A total of 2038 nosocomial BSIs were identified; 108 (5%) of the BSIs were caused by VS. Of the VS BSIs, 66% were in patients with a haematological malignancy, 14% in patients Tetraciclina 500 Mg Prospect with a solid tumour and 18% in patients who had undergone surgery preceding the infection. The most common species group identified was Streptococcus mitis (82%). High-level penicillin resistance (> or = 4 mg/L) and cefotaxime resistance (> or = 4mg/L) were present in 5% and 4% of isolates, respectively; both were detected only in haematological patients. However, in non-haematological patients, resistance to erythromycin (17%), and reduced susceptibility to levofloxacin (14%) and penicillin (19%) were common.

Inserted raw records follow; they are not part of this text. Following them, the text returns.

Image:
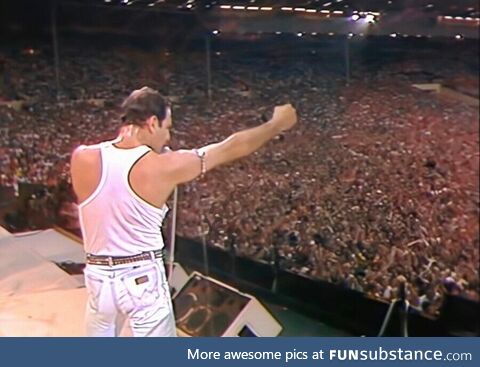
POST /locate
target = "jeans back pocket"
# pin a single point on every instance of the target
(143, 285)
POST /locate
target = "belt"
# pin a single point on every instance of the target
(120, 260)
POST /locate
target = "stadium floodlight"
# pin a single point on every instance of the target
(370, 18)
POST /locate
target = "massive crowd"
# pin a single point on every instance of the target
(378, 180)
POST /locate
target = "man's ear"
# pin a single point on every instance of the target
(152, 121)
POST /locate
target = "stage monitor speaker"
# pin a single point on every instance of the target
(207, 307)
(178, 279)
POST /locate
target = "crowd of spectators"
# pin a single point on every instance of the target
(378, 180)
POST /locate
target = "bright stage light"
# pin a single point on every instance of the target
(370, 18)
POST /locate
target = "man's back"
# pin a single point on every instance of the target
(115, 219)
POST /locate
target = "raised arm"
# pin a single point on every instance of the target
(186, 165)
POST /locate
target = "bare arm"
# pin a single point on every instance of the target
(185, 165)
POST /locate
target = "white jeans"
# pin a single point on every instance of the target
(139, 293)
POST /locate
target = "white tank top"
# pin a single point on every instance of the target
(114, 220)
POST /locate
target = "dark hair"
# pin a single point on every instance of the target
(143, 103)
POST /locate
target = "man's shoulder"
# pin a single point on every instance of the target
(85, 152)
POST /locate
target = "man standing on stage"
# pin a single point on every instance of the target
(122, 186)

levobact 500 mg tablet 2017-04-04

Transmission of antibiotic resistance genes among Streptococcus pneumoniae and beta-hemolytic streptococcus (BHS) was generally associated with transmissible genetic elements. The objectives of this study were to investigate carriage rate, Chloromycetin Eye Ointment Dosage antibiotic resistance and related mobile genetic elements of pneumococci and BHS from school-children. The pneumococci and BHS were recovered from 220 Thai school-children, and then tested for antibiotic susceptibility pattern by disc diffusion. Antibiotic resistance genes and related genetic elements were detected by PCR with specific primers. A total of 77 pneumococcal isolates were resistant to erythromycin (42 %), tetracycline (44 %), clindamycin (8 %), or penicillin (3 %). Fifty-four BHS isolates were resistant to erythromycin (28 %), tetracycline (52 %), or clindamycin (13 %). All isolates tested were 100 % sensitive to penicillin and levofloxacin. Among erythromycin-resistant streptococcal isolates showed different phenotypes of clindamycin resistance. It was found that isolated pneumococci showed constitutive clindamycin resistance (19 %), and inducible clindamycin resistance (12 %). The BHS isolates exhibited constitutive clindamycin resistance (40 %), and inducible resistance (20 %) phenotypes. The predominant erythromycin resistance genes in pneumococci and BHS were mefE and ermB, while the most common tetracycline resistance gene in this population was tetM. Furthermore, almost all erythromycin- and tetracycline-resistant streptococci (97 %) mainly contained various genetic elements, including mega elements and six different transposon types (Tn2009, Tn2017, Tn917, Tn3872, Tn6002 and Tn916). Therefore, carriages of pneumococci and BHS with multidrug resistance in children might be important reservoirs of antibiotic-resistance genes carried by transposons. Tn916-like elements could lead to dissemination of the antibiotic resistance genes among genus streptococcus in human oral cavity and nasopharynx.